Normal maturation of the mammalian oocytes is prerequisite for the fertilization and the early embryonic development. We have been tested the effects of purine and its de novo synthetic inhibitor, azaserine(Aza) on the maturation of germinal vesicle(GV) and germinal vesicle breakdown(GVBD) mouse oocytes. Denude-immature oocytes were cultivated in the media containing adenosine, guanosine, and/or azaserine, and checked the matruation stage by monitoring the prominent morphological changes.

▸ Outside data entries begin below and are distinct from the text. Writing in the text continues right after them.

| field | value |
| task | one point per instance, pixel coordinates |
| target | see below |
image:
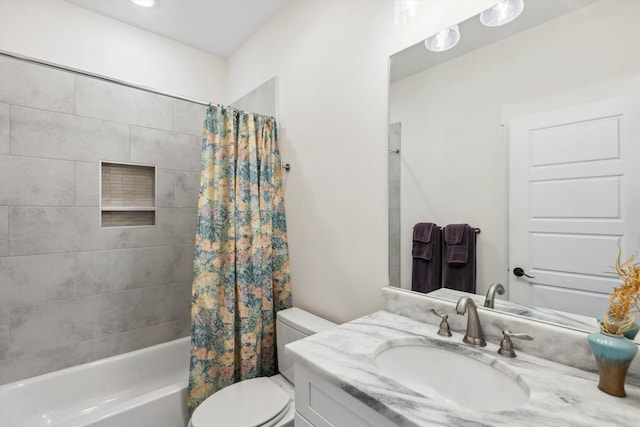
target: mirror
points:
(448, 159)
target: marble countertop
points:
(559, 395)
(571, 320)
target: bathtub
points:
(143, 388)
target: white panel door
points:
(574, 194)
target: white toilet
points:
(262, 402)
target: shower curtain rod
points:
(104, 78)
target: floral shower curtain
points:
(241, 266)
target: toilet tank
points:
(293, 324)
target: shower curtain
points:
(241, 265)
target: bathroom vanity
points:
(344, 378)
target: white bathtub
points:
(143, 388)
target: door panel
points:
(573, 196)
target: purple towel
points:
(459, 261)
(457, 245)
(426, 272)
(422, 247)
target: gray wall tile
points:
(4, 316)
(46, 326)
(4, 128)
(87, 184)
(108, 101)
(36, 182)
(188, 117)
(181, 223)
(66, 285)
(108, 271)
(4, 341)
(166, 188)
(38, 363)
(62, 136)
(261, 100)
(128, 341)
(187, 189)
(162, 304)
(183, 269)
(34, 279)
(4, 231)
(168, 150)
(52, 230)
(36, 86)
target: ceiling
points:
(473, 35)
(218, 27)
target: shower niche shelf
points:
(127, 195)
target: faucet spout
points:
(474, 335)
(491, 294)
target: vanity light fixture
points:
(443, 40)
(502, 13)
(144, 3)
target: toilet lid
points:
(249, 403)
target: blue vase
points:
(613, 354)
(629, 334)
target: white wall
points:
(331, 58)
(65, 34)
(454, 155)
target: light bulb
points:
(502, 13)
(144, 3)
(443, 40)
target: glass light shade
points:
(443, 40)
(502, 13)
(144, 3)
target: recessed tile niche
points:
(127, 195)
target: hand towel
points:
(426, 272)
(459, 259)
(457, 245)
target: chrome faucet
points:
(491, 294)
(474, 335)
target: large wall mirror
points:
(454, 117)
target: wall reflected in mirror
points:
(450, 112)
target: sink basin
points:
(457, 374)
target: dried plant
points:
(625, 299)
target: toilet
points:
(272, 398)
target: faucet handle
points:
(444, 330)
(506, 346)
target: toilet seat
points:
(250, 403)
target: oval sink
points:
(473, 379)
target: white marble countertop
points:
(559, 395)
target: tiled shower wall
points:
(71, 292)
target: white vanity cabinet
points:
(322, 404)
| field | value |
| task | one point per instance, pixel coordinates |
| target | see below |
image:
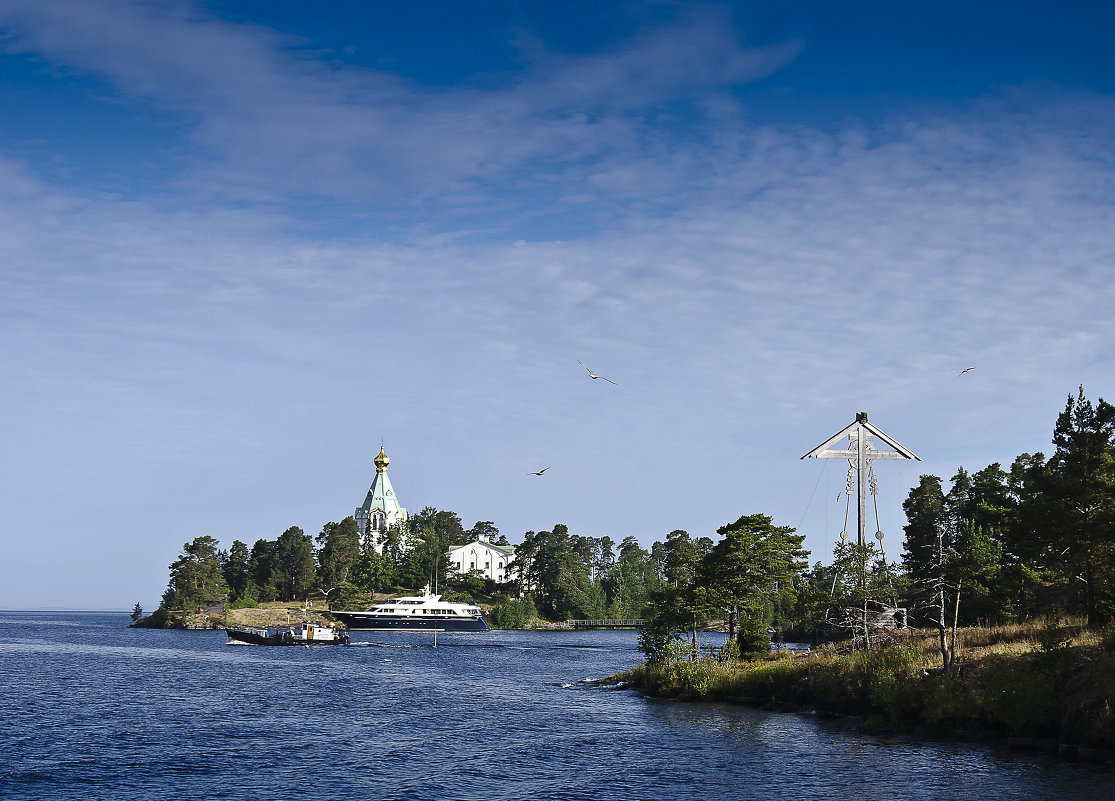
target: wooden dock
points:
(631, 623)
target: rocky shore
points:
(220, 618)
(1049, 691)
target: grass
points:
(1050, 683)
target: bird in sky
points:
(593, 375)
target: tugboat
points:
(422, 613)
(310, 634)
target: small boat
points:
(310, 634)
(422, 613)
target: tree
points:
(339, 550)
(292, 565)
(1082, 494)
(236, 570)
(195, 577)
(743, 571)
(263, 577)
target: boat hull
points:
(279, 638)
(368, 621)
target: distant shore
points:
(1049, 689)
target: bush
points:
(513, 613)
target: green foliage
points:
(293, 568)
(236, 569)
(339, 551)
(195, 578)
(513, 613)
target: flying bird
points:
(593, 375)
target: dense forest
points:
(992, 546)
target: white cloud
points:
(753, 289)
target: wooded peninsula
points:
(998, 617)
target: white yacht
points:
(423, 613)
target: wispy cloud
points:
(748, 287)
(274, 122)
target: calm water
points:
(93, 710)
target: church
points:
(380, 509)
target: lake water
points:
(93, 710)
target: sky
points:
(244, 243)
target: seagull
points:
(593, 375)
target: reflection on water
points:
(95, 710)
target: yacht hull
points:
(369, 621)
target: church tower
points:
(380, 509)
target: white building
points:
(490, 559)
(380, 509)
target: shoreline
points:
(1048, 700)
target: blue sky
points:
(242, 243)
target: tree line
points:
(995, 546)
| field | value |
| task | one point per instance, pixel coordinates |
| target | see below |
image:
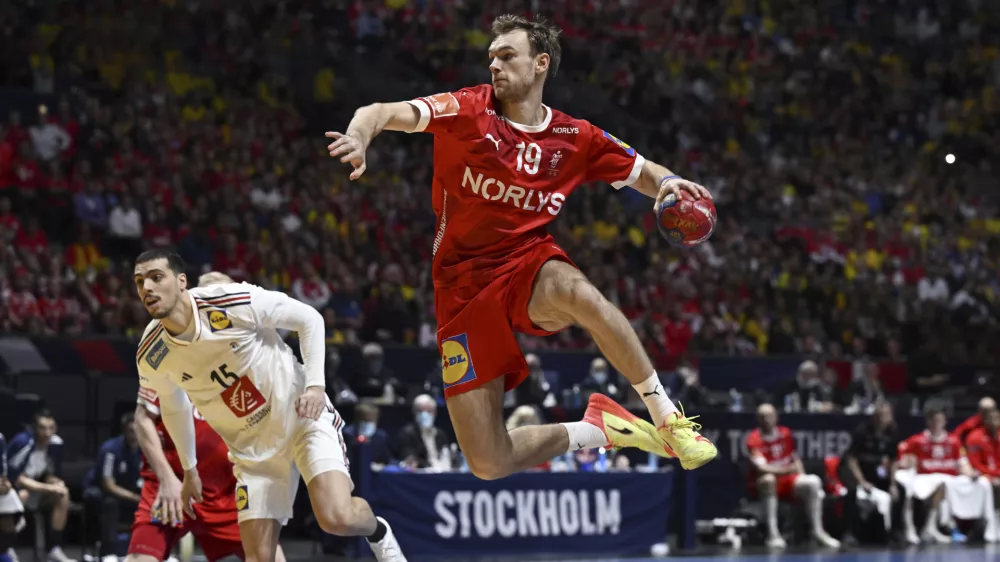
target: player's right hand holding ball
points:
(352, 149)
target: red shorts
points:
(478, 316)
(785, 486)
(215, 529)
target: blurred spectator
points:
(805, 390)
(866, 391)
(119, 461)
(11, 510)
(535, 390)
(374, 379)
(777, 473)
(35, 458)
(605, 380)
(868, 470)
(365, 429)
(930, 465)
(310, 288)
(983, 446)
(975, 421)
(927, 375)
(420, 444)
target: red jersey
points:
(967, 427)
(935, 455)
(498, 184)
(984, 451)
(777, 448)
(214, 467)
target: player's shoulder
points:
(219, 291)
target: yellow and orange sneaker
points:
(623, 428)
(680, 436)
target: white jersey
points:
(236, 370)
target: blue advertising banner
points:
(529, 513)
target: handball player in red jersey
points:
(504, 164)
(159, 521)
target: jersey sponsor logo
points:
(456, 362)
(443, 105)
(243, 398)
(219, 320)
(156, 354)
(628, 149)
(493, 189)
(242, 499)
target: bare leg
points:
(337, 512)
(491, 452)
(260, 539)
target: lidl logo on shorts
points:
(628, 149)
(156, 354)
(456, 363)
(242, 501)
(219, 320)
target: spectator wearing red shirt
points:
(777, 473)
(31, 239)
(983, 446)
(962, 432)
(933, 467)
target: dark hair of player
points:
(542, 36)
(174, 260)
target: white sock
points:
(584, 435)
(655, 396)
(771, 507)
(930, 525)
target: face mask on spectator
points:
(366, 428)
(425, 420)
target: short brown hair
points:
(542, 36)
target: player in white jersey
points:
(219, 346)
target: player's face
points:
(158, 287)
(513, 67)
(936, 422)
(767, 419)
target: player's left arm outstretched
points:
(274, 309)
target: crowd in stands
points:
(821, 128)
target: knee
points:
(336, 520)
(766, 483)
(488, 468)
(573, 294)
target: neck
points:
(180, 317)
(528, 111)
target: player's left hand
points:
(312, 403)
(352, 149)
(675, 186)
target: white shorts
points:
(10, 504)
(266, 490)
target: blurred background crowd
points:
(846, 239)
(821, 128)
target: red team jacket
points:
(498, 184)
(776, 449)
(984, 452)
(935, 455)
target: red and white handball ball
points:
(686, 222)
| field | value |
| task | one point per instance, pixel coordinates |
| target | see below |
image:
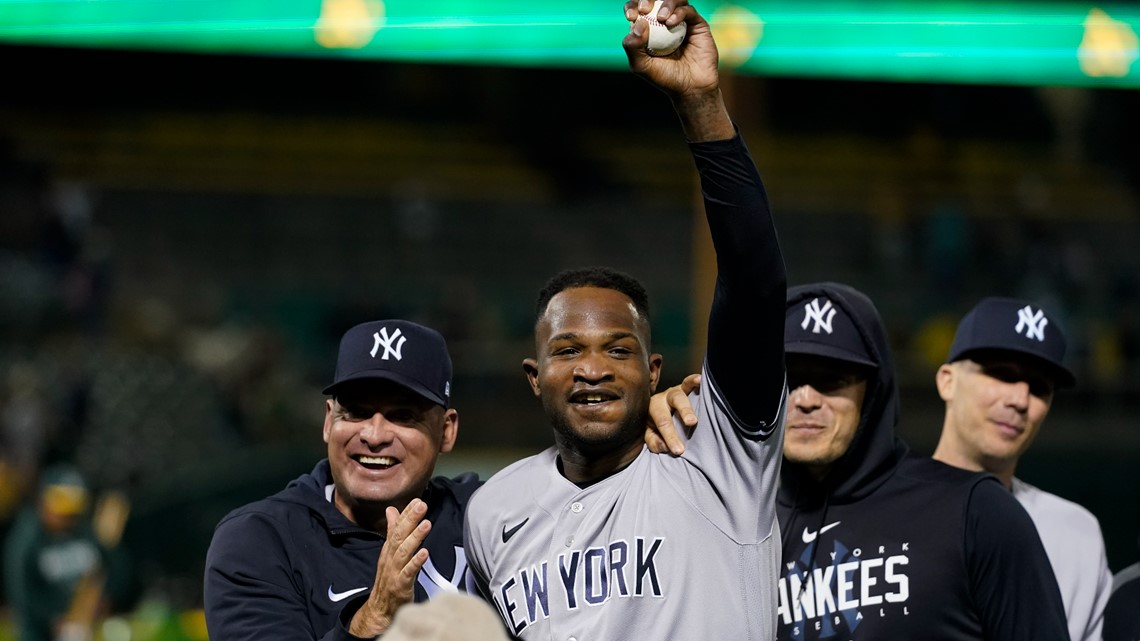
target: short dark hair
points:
(603, 277)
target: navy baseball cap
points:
(400, 351)
(821, 327)
(1006, 324)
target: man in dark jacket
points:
(878, 542)
(339, 550)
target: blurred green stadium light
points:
(1043, 42)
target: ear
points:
(530, 367)
(654, 371)
(328, 418)
(450, 430)
(944, 380)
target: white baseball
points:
(662, 40)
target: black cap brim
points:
(1060, 375)
(387, 375)
(829, 351)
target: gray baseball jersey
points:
(670, 548)
(1076, 551)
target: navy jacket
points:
(894, 545)
(292, 567)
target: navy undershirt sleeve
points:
(1009, 570)
(744, 354)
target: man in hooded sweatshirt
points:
(878, 542)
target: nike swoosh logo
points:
(809, 536)
(334, 597)
(509, 533)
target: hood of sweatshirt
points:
(839, 322)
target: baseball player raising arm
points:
(595, 538)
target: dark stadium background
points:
(184, 238)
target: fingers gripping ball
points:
(662, 40)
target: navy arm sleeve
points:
(249, 592)
(746, 338)
(1014, 584)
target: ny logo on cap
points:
(385, 341)
(1034, 324)
(816, 313)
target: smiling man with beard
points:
(594, 537)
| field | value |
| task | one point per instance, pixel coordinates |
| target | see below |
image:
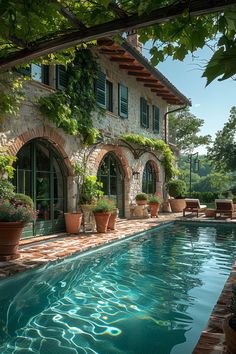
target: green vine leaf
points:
(72, 108)
(158, 145)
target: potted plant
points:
(102, 212)
(114, 213)
(229, 325)
(13, 218)
(73, 219)
(234, 202)
(141, 199)
(154, 203)
(177, 190)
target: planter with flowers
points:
(13, 218)
(177, 191)
(141, 199)
(154, 203)
(102, 212)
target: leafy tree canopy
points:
(184, 129)
(222, 153)
(26, 24)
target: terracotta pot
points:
(230, 334)
(88, 220)
(10, 233)
(177, 205)
(102, 220)
(73, 222)
(154, 208)
(141, 202)
(112, 220)
(166, 206)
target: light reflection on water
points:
(151, 294)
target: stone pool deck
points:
(41, 250)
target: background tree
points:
(205, 179)
(222, 153)
(26, 26)
(184, 128)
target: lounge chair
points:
(193, 205)
(225, 207)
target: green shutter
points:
(26, 70)
(62, 77)
(101, 89)
(147, 116)
(156, 119)
(123, 101)
(109, 96)
(144, 119)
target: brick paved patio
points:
(38, 251)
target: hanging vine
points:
(11, 94)
(72, 108)
(158, 145)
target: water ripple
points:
(152, 294)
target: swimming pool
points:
(149, 294)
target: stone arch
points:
(97, 157)
(151, 158)
(47, 133)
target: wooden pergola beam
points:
(112, 51)
(151, 81)
(122, 59)
(157, 86)
(131, 67)
(111, 28)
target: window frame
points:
(156, 119)
(123, 100)
(144, 113)
(109, 96)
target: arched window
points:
(149, 178)
(40, 173)
(111, 174)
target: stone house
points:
(135, 97)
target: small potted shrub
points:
(229, 325)
(154, 203)
(141, 199)
(234, 202)
(13, 218)
(102, 212)
(177, 191)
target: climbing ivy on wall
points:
(72, 108)
(157, 145)
(11, 94)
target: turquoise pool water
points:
(150, 294)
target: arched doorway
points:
(149, 179)
(111, 174)
(40, 173)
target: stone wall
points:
(31, 124)
(111, 123)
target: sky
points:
(211, 103)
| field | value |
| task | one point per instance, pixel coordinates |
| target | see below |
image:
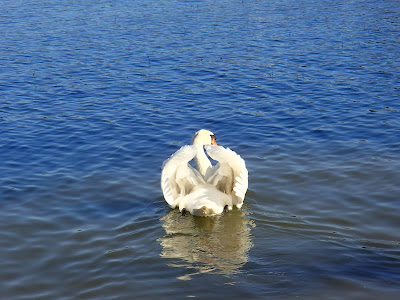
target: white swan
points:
(210, 190)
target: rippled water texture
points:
(95, 95)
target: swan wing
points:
(178, 178)
(230, 175)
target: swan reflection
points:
(217, 244)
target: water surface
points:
(95, 95)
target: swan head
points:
(204, 137)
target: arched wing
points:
(178, 177)
(230, 175)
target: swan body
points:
(209, 190)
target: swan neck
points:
(201, 159)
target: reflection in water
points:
(207, 244)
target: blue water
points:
(95, 95)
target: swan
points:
(209, 190)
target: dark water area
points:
(95, 95)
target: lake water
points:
(95, 95)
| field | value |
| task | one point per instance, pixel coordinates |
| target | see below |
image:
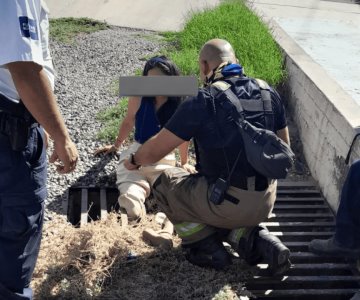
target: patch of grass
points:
(65, 29)
(233, 21)
(111, 118)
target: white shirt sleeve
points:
(20, 37)
(23, 37)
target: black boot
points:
(209, 252)
(6, 294)
(259, 245)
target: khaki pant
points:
(183, 197)
(134, 186)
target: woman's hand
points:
(128, 165)
(108, 149)
(189, 168)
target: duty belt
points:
(15, 123)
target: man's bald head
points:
(216, 51)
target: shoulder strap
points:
(266, 100)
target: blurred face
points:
(204, 69)
(156, 72)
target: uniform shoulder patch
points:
(28, 28)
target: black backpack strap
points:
(267, 106)
(222, 91)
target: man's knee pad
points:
(133, 204)
(208, 252)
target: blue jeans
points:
(22, 195)
(348, 216)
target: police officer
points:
(187, 199)
(27, 105)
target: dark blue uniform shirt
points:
(217, 137)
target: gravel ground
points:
(85, 72)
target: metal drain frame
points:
(301, 214)
(95, 203)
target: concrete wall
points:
(326, 116)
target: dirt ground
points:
(103, 260)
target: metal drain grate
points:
(300, 215)
(84, 204)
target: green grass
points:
(65, 29)
(235, 22)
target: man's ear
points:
(205, 67)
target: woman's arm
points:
(184, 155)
(125, 127)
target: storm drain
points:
(300, 215)
(85, 204)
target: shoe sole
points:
(283, 263)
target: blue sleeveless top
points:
(146, 121)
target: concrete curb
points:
(326, 116)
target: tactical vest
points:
(256, 100)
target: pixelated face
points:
(156, 72)
(202, 67)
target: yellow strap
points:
(222, 85)
(186, 229)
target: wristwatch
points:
(132, 160)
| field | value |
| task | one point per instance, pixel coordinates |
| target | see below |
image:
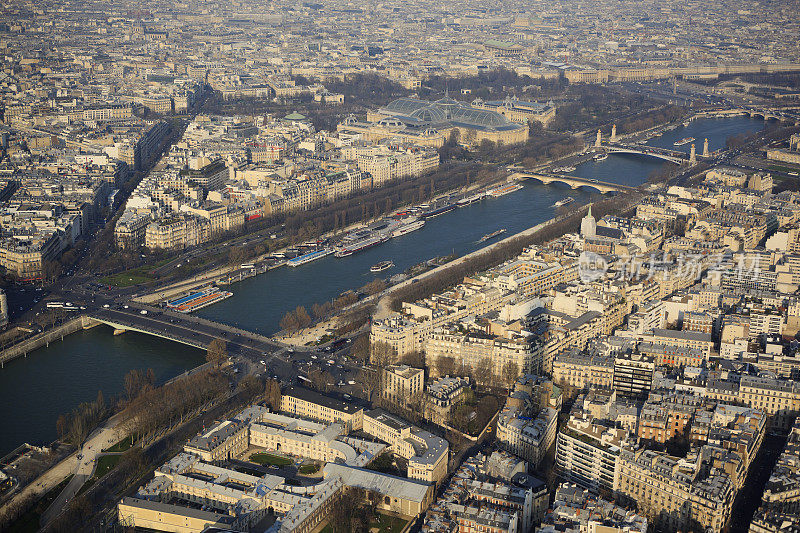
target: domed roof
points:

In GV stage oocytes, GV was arrested temporarily by the adenosine(1.0%) and protractedly by the guanosine(65.9%, P<0.001). The regression was increased significantly at the adenosine(90%, P<0.001) but decreased at the guanosine(1.6%, P<0.05). Inhibiting the de novo synthesis of purine, nuclear maturation rate was increase(90.4% : 96.7%), but GV arrest was significantly increased by cotreatment with guanosine(P<0.001). Polar body extraction significantly was increased at the Aza(P<0.05), but not in others. In GVBD oocytes, adenosine itself did not affect GVBD arrest. Guanosine, on the other hand, elevated GVBD arrest rate(P<0.001), but co-treated with Aza, decreased GVBD arrest(P<0.001). Aza increased GVBD arrest rate(20.2%, P<0.05) compared with control. From those results, we know that guanosine shows more prominent effect on the inhibition of nuclear maturation at the GV stage, and of the 1st polar body extrusion at the GVBD stage. Adenosine showed the cytoplasmic toxicity at GV stage oocyte. Our data speculate that cytoplasmic cAMP level is auto-regulated by endogenous adenylate cyclase while GVBD is inhibited by guanosine, since purine toxicity is not observed in the GVBD stage. And it is showed that purine metabolism is concerned with nuclear maturation, that the amounts of purine metabolism is not even during the oocyte maturation.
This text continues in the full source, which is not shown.